Vegeta deu um passo em frente, mas um braço de Goku barrou-o.

- Temos outras prioridades, Vegeta. Enquanto discutimos... o nosso inimigo torna-se mais forte. E precisamos, neste momento, das bolas de dragão, não de lutarmos entre nós.

Os ânimos serenaram, as faíscas sumiram-se. Os pássaros tornaram a piar nas árvores e a água do regato corria fresca entre os seixos. Vegeta afastou o braço de Goku com um safanão, acercou-se de Tiago e arrancou-lhe uma das metades do medalhão de Mu do pescoço, partindo a corrente. Tiago sentiu o golpe na pele, onde se abriu um vergão vermelho. Reprimiu um gemido, apertando os lábios.

- O nosso combate fica para outra ocasião, rapaz. E este medalhão não faz sentido estar... com quem é tão incapaz a protegê-lo. Eu fico com uma das metades e tu, Kakaroto, proteges a outra metade. – Mostrou dois dedos abertos, em V. – Dois dias!

Arrancou num súbito assomo energético que lhe envolveu o corpo como uma espuma branca, subindo pela atmosfera como um foguete, sumindo-se entre as nuvens. Tiago seguiu-o com os olhos até deixar de o ver e mesmo depois, para ter a certeza de que ele se afastava definitivamente. Estava tão irritado que conseguia sentir o sangue a bombear pelas veias e a aquecê-lo por dentro. Mais um pouco e também ele seria capaz de gerar faíscas...

- É enervante, mas leal e com princípios de ferro – disse Goku a sorrir. – Com o tempo, poderás começar a gostar dele.

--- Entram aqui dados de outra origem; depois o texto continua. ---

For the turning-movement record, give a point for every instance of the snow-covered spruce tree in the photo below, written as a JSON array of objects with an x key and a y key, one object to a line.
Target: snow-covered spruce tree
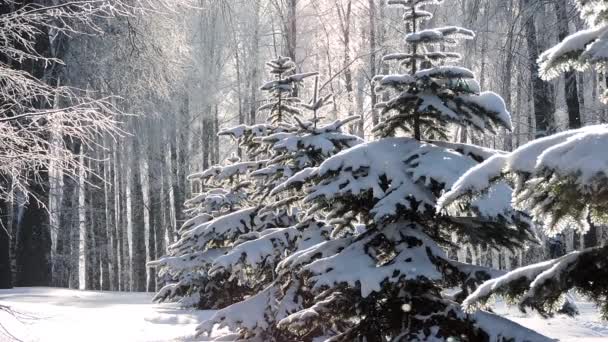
[
  {"x": 235, "y": 207},
  {"x": 583, "y": 49},
  {"x": 225, "y": 198},
  {"x": 562, "y": 180},
  {"x": 381, "y": 274}
]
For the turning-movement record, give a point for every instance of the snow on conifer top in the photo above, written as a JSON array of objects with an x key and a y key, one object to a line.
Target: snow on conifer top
[
  {"x": 281, "y": 104},
  {"x": 430, "y": 95},
  {"x": 393, "y": 178},
  {"x": 580, "y": 50}
]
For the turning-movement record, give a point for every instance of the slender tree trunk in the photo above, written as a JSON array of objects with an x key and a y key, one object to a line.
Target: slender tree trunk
[
  {"x": 570, "y": 81},
  {"x": 372, "y": 60},
  {"x": 6, "y": 274},
  {"x": 138, "y": 242},
  {"x": 34, "y": 252},
  {"x": 540, "y": 90}
]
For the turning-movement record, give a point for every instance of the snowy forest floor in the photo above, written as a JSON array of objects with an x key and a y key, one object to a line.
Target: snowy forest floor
[{"x": 61, "y": 315}]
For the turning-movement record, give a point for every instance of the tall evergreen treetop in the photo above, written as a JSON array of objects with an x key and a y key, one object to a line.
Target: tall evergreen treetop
[
  {"x": 382, "y": 273},
  {"x": 583, "y": 49},
  {"x": 430, "y": 95},
  {"x": 281, "y": 104}
]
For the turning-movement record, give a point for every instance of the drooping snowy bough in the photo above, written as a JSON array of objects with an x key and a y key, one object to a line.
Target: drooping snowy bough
[
  {"x": 378, "y": 270},
  {"x": 237, "y": 232},
  {"x": 563, "y": 181}
]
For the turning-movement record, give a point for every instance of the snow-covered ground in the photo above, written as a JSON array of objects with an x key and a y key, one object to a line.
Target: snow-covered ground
[{"x": 60, "y": 315}]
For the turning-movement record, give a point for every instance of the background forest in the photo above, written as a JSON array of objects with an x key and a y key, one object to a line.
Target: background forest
[{"x": 175, "y": 74}]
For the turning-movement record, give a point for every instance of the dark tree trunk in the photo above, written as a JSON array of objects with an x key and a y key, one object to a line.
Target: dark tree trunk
[
  {"x": 570, "y": 84},
  {"x": 543, "y": 111},
  {"x": 6, "y": 275},
  {"x": 138, "y": 258},
  {"x": 34, "y": 253}
]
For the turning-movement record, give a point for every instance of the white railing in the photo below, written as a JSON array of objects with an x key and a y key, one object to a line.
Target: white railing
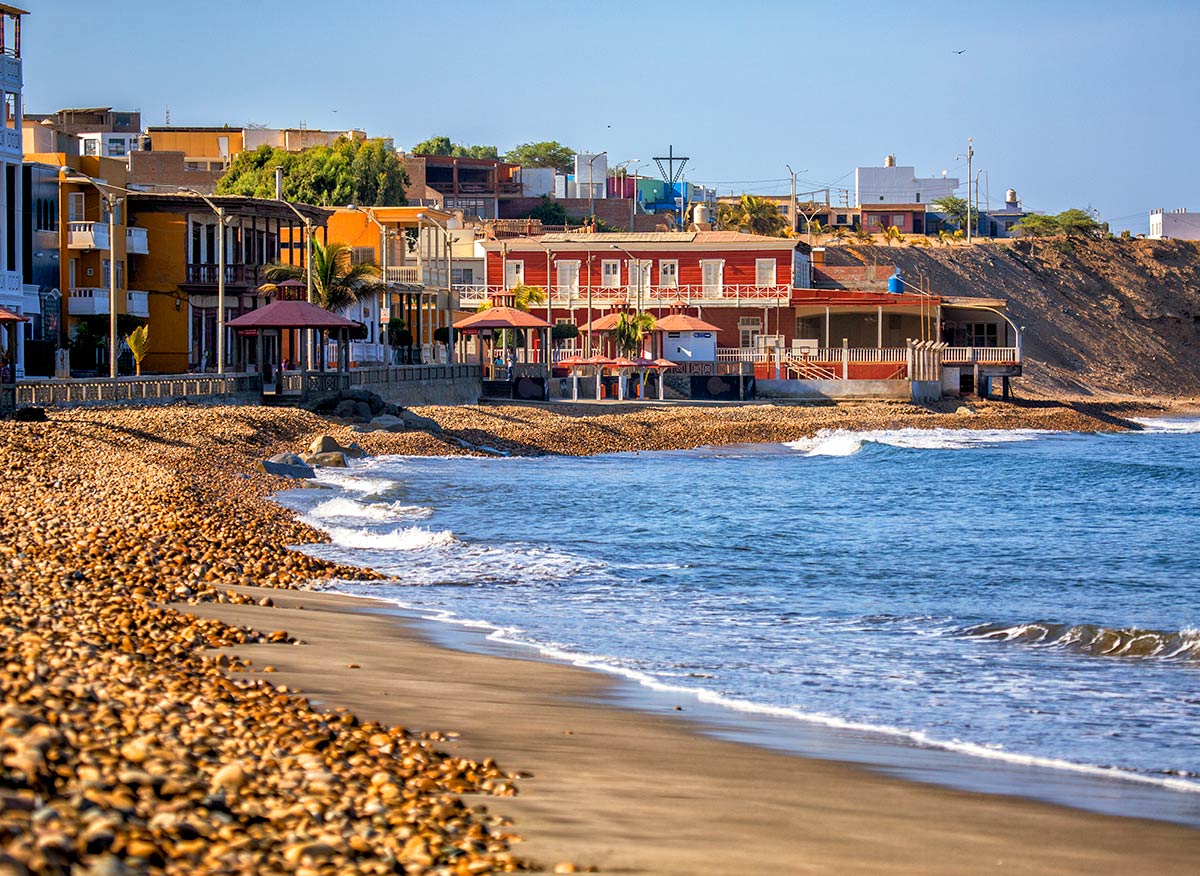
[
  {"x": 88, "y": 301},
  {"x": 87, "y": 235},
  {"x": 648, "y": 295},
  {"x": 988, "y": 355},
  {"x": 136, "y": 241},
  {"x": 137, "y": 304}
]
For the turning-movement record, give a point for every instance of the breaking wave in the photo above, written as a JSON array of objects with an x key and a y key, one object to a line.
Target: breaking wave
[
  {"x": 1098, "y": 641},
  {"x": 839, "y": 442}
]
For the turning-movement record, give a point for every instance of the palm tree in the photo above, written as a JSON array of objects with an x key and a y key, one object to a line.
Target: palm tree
[
  {"x": 753, "y": 215},
  {"x": 631, "y": 329},
  {"x": 336, "y": 281}
]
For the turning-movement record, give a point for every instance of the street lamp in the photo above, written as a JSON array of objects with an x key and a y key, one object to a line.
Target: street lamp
[
  {"x": 449, "y": 251},
  {"x": 221, "y": 319},
  {"x": 113, "y": 202},
  {"x": 592, "y": 191},
  {"x": 383, "y": 249}
]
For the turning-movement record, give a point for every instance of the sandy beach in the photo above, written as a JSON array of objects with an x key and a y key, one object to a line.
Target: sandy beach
[{"x": 111, "y": 516}]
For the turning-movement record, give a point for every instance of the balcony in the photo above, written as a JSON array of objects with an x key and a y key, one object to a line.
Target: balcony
[
  {"x": 136, "y": 241},
  {"x": 137, "y": 304},
  {"x": 239, "y": 275},
  {"x": 88, "y": 235}
]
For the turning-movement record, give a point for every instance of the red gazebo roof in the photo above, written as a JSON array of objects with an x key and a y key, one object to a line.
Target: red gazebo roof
[
  {"x": 291, "y": 315},
  {"x": 682, "y": 322},
  {"x": 501, "y": 318}
]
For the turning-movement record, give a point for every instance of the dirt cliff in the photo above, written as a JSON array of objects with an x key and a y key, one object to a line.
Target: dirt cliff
[{"x": 1099, "y": 316}]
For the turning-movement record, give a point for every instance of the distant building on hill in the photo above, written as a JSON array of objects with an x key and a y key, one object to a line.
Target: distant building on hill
[{"x": 1176, "y": 225}]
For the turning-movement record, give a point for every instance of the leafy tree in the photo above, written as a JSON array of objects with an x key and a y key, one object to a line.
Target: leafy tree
[
  {"x": 547, "y": 154},
  {"x": 631, "y": 328},
  {"x": 349, "y": 172},
  {"x": 955, "y": 210},
  {"x": 753, "y": 215},
  {"x": 139, "y": 345},
  {"x": 550, "y": 213},
  {"x": 443, "y": 145},
  {"x": 336, "y": 281}
]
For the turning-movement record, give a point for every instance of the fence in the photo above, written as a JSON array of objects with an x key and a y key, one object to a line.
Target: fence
[{"x": 135, "y": 389}]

- Não acredito – respondeu Tiago. – Acho que o vou detestar sempre.

- Ele tem esse efeito nas pessoas.

- O que é isso? – perguntou Tiago a apontar para o objeto redondo que Goku tinha na mão e cujo mostrador continuava a piscar e a apitar.

- Isto, é o radar do dragão e deteta as bolas do dragão, que vamos procurar.

- Bem, terás de me carregar... não é? – disse Tiago envergonhado.

- Haveremos de perder algum tempo para te ensinar a voar.

- Eu nunca...

- Ah! Não digas isso! – riu-se Goku, desligando o radar, guardando-o dentro da roupa. Apontou para o céu atrás de si. – Tu és neto dele!

- Não me lembres disso.

- É uma honra, Tiago-kun. És o herdeiro do príncipe dos saiyajin.

- Que nem voar sabe... E para ele, é uma vergonha que eu seja o seu herdeiro.

- Deixa-o acostumar-se à ideia de ter um herdeiro de outra dimensão.

- Pior que uma atração de feira.

- Sobe.

Para Goku era tudo tão fácil e natural. Tiago encavalitou-se nas costas dele e, bem agarrado aos seus ombros, sentiu o solavanco inicial e, quando abriu os olhos – nem se lembrava de os ter fechado – era companhia dos pássaros e das nuvens, do próprio vento que lhe batia na cara gelada.

Claro que sim, haveria de conseguir voar, de se transformar num super saiyajin, de combater com uma técnica de excelência, de ser capaz de honrar essa herança de descender de um príncipe guerreiro.

Haveria de acreditar em tudo aquilo. Espreitou para trás. Já não se via o local onde enterrara Tori-Sama. O aperto no coração deixou-o perturbado. Escondeu a cabeça atrás dos cabelos de Goku, reprimindo, mais uma vez, as estúpidas lágrimas. Que belo início: a chorar! Se calhar, como gizara, ainda estaria no Japão, morrendo de frio e a delirar... Mas iria apostar naquele delírio como a última oportunidade para serenar o seu espírito que sempre clamara por aquelas respostas.

Sobretudo, haveria de perceber quem era ele, na verdade. Estava no local onde a sua mãe estivera e, de acordo com as palavras de Vegeta, não pudera ficar e viera-se embora, há quinze anos. Antes, portanto, de ele ter nascido. Batia tudo certo.